# Aquascape (Driftwood) suggestions [PICS]



## shaman (May 23, 2010)

Sorry to double post, but wondering if I will get different opinions here compared to the general forum. Looking to set up this tank but just need some suggestions. Planning to have a carpet of HC in the foreground and stems in the back.

In my last thread several people suggested I get additional driftwood to complement this one, but I'm unable to figure out what kind of driftwood and what size would complement this. Also, where should I place additional driftwood?
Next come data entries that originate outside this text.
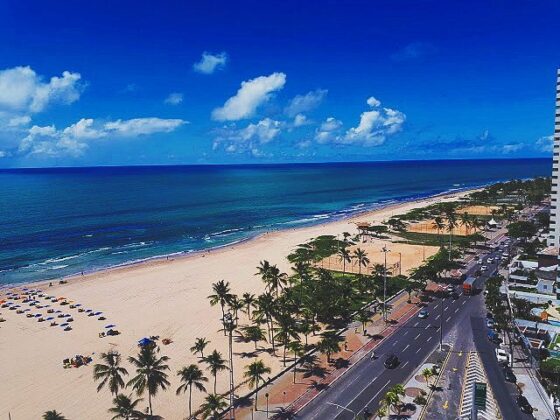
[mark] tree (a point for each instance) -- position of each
(213, 404)
(53, 415)
(427, 373)
(216, 363)
(253, 333)
(344, 257)
(110, 373)
(150, 373)
(361, 257)
(189, 376)
(249, 301)
(254, 373)
(329, 344)
(125, 408)
(199, 346)
(222, 295)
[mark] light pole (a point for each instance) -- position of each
(229, 324)
(385, 250)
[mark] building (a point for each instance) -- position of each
(554, 231)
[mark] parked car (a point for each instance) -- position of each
(503, 356)
(524, 404)
(509, 375)
(391, 362)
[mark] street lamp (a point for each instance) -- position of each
(229, 325)
(385, 250)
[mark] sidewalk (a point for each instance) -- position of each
(286, 396)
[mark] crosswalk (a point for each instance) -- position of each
(474, 372)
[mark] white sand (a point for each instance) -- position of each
(165, 298)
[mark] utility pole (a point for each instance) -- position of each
(385, 250)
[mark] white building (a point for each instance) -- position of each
(554, 232)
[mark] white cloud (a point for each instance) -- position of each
(74, 139)
(373, 102)
(372, 130)
(174, 98)
(209, 63)
(300, 120)
(328, 130)
(249, 97)
(23, 91)
(305, 103)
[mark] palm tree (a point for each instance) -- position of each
(427, 373)
(361, 257)
(222, 295)
(254, 372)
(253, 333)
(344, 257)
(249, 301)
(110, 373)
(329, 344)
(125, 408)
(439, 224)
(213, 404)
(150, 373)
(191, 375)
(216, 363)
(199, 346)
(53, 415)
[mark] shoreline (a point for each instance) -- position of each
(186, 255)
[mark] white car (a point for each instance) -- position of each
(503, 356)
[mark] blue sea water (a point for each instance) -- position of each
(59, 222)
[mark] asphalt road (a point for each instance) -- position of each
(365, 384)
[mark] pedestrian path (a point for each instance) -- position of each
(475, 373)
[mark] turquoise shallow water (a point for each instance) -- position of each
(58, 222)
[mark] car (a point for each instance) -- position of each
(509, 375)
(391, 362)
(524, 404)
(503, 356)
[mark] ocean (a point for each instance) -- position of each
(60, 222)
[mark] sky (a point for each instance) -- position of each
(220, 82)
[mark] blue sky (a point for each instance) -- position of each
(143, 82)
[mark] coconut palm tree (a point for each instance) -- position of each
(125, 408)
(345, 257)
(427, 373)
(253, 333)
(110, 373)
(249, 301)
(199, 346)
(213, 404)
(189, 376)
(361, 257)
(150, 373)
(222, 295)
(216, 363)
(53, 415)
(254, 373)
(329, 344)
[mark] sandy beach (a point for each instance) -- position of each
(160, 297)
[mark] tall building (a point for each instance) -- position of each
(554, 231)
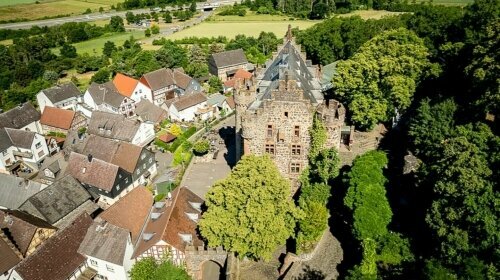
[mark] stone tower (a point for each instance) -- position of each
(274, 114)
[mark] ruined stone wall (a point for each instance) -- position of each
(283, 116)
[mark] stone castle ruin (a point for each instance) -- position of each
(276, 106)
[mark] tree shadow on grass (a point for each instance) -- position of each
(310, 274)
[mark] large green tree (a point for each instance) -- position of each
(382, 76)
(250, 212)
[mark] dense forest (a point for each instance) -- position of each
(438, 70)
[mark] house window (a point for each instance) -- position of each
(294, 168)
(269, 130)
(270, 149)
(296, 150)
(296, 131)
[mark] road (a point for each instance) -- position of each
(95, 16)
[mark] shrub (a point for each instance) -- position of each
(201, 147)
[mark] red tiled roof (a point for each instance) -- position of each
(56, 117)
(131, 211)
(242, 74)
(167, 137)
(124, 84)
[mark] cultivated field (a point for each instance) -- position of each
(29, 10)
(95, 46)
(231, 29)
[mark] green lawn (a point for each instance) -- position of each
(231, 29)
(95, 46)
(12, 9)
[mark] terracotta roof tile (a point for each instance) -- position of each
(10, 256)
(124, 84)
(56, 117)
(131, 211)
(189, 100)
(21, 227)
(174, 220)
(57, 258)
(167, 137)
(242, 74)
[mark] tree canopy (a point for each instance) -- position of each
(250, 212)
(382, 76)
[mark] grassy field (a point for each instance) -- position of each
(231, 29)
(95, 46)
(450, 2)
(28, 9)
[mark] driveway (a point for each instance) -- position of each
(204, 171)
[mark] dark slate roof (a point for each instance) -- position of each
(10, 256)
(19, 116)
(173, 220)
(14, 190)
(159, 79)
(21, 227)
(105, 93)
(57, 258)
(62, 92)
(189, 100)
(150, 112)
(229, 58)
(105, 241)
(113, 126)
(21, 138)
(97, 173)
(57, 200)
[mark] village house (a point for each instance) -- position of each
(111, 168)
(118, 226)
(21, 146)
(149, 112)
(220, 106)
(57, 258)
(16, 190)
(118, 127)
(274, 114)
(105, 97)
(108, 249)
(189, 107)
(171, 226)
(132, 88)
(20, 235)
(60, 203)
(63, 96)
(52, 168)
(24, 117)
(61, 120)
(167, 84)
(225, 64)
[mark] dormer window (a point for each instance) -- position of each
(193, 217)
(148, 236)
(155, 216)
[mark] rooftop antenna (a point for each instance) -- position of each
(289, 33)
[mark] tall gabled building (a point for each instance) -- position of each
(275, 111)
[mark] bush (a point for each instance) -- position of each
(201, 147)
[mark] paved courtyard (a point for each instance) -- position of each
(204, 171)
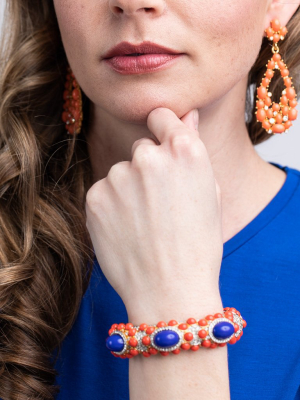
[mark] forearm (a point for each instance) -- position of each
(190, 375)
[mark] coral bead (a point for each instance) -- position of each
(261, 115)
(276, 38)
(283, 31)
(266, 125)
(276, 57)
(285, 72)
(146, 340)
(278, 119)
(185, 346)
(232, 340)
(188, 336)
(269, 113)
(160, 324)
(228, 314)
(276, 107)
(275, 24)
(288, 124)
(150, 330)
(266, 82)
(269, 32)
(182, 327)
(262, 92)
(133, 342)
(164, 353)
(278, 128)
(202, 333)
(290, 93)
(218, 315)
(288, 82)
(269, 74)
(260, 104)
(293, 113)
(268, 101)
(285, 110)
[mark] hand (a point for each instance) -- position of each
(155, 223)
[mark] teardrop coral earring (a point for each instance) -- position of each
(72, 115)
(276, 118)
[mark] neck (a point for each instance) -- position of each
(247, 182)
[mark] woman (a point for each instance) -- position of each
(182, 214)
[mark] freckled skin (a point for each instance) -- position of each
(221, 40)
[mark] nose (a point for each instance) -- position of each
(132, 7)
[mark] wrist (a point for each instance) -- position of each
(167, 308)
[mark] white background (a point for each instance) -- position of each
(283, 149)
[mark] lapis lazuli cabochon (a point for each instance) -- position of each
(166, 338)
(223, 330)
(115, 343)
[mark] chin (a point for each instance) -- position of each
(137, 111)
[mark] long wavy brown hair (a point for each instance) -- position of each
(45, 251)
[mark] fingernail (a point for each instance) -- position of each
(196, 118)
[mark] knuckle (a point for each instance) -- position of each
(93, 195)
(187, 146)
(180, 140)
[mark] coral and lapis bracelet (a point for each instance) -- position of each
(127, 340)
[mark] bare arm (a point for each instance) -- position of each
(201, 374)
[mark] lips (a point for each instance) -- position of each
(127, 49)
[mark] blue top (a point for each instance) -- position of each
(260, 276)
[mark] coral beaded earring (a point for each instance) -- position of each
(276, 118)
(72, 115)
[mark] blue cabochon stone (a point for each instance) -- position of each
(166, 338)
(223, 329)
(115, 343)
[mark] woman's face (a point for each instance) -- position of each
(220, 40)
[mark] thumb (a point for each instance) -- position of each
(191, 119)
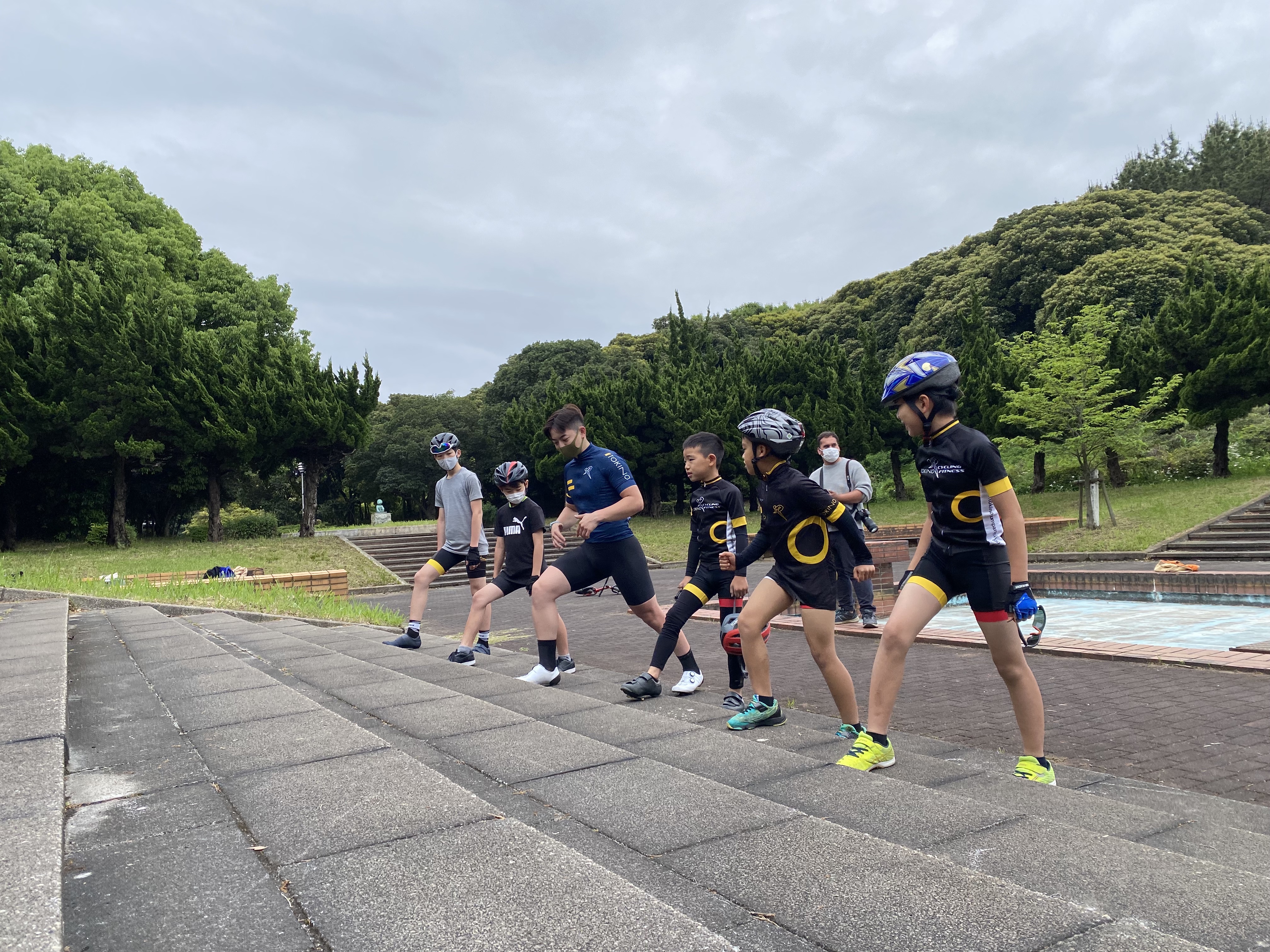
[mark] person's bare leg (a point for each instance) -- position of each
(420, 596)
(912, 612)
(562, 639)
(818, 631)
(481, 612)
(1008, 654)
(768, 601)
(655, 617)
(546, 617)
(478, 586)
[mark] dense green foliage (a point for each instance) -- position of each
(1233, 158)
(138, 371)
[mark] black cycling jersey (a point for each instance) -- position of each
(962, 470)
(796, 529)
(718, 525)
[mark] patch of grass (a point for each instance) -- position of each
(1146, 514)
(61, 567)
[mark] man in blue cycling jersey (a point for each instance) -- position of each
(601, 497)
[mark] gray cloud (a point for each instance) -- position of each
(444, 183)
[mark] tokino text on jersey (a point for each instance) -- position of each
(961, 471)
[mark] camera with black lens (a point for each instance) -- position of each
(863, 516)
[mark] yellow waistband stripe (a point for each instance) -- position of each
(996, 489)
(696, 592)
(930, 587)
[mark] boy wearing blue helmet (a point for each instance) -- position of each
(519, 562)
(973, 544)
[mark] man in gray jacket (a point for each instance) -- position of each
(848, 482)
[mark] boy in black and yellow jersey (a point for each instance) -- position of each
(797, 514)
(975, 544)
(718, 526)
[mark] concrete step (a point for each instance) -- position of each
(32, 752)
(314, 833)
(967, 796)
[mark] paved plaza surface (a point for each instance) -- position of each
(275, 786)
(1197, 729)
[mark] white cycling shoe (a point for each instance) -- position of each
(541, 676)
(689, 683)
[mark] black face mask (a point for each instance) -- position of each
(571, 450)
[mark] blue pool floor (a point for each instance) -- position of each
(1141, 622)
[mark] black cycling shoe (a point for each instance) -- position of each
(407, 640)
(642, 687)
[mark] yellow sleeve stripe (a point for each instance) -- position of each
(996, 489)
(930, 587)
(696, 592)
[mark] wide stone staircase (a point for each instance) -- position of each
(1240, 535)
(404, 554)
(283, 786)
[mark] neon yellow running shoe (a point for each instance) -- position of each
(868, 753)
(1030, 770)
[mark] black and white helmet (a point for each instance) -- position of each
(510, 473)
(780, 432)
(444, 444)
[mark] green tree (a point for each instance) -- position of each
(1216, 332)
(1234, 158)
(1068, 393)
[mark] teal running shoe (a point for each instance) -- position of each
(758, 715)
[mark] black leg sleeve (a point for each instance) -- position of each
(680, 612)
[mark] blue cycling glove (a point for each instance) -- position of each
(1023, 606)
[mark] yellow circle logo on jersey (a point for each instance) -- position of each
(957, 507)
(825, 549)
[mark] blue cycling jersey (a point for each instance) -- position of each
(595, 480)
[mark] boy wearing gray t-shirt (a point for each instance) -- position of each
(461, 535)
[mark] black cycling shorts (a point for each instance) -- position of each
(980, 573)
(507, 584)
(818, 589)
(445, 560)
(709, 583)
(623, 560)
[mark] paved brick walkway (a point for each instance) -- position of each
(1204, 730)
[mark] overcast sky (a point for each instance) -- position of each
(445, 183)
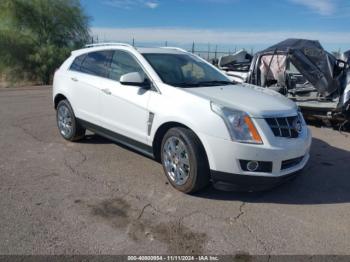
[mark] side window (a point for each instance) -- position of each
(192, 71)
(123, 63)
(75, 66)
(97, 63)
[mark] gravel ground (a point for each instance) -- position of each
(96, 197)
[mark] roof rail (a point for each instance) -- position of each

This tank really inspired me, and I would love to create an adaptation of this


----------



## StaleyDaBear (Apr 15, 2010)

If you are going for a more Iwagumi look like the one in the picture, I would suggest using rocks as a hardscape, for this is the true Iwagumi. If the driftwood is something you just can't let go of (and I wouldn't, that piece is amazing) I would suggest contrasting the thickness of the initial piece of driftwood, with a slender, branchy piece not only for size constraints, but as I said to contrast aesthitically the beauty of your tank.


----------



## shaman (May 23, 2010)

Regarding complementary driftwood, where should I place it? what kind of driftwood should I get, how big do you reckon? length & height? I've been thinking about it and the only real place it would look good is lying flat across the foreground..maybe the whole length of the foreground and the height I'm thinking I should base roughly on the golden ratio? Am I on the right track?


----------



## shaman (May 23, 2010)

Got a branchy piece, How does it look? Keep it or not?

































Should I add anything else, or is this enough?


----------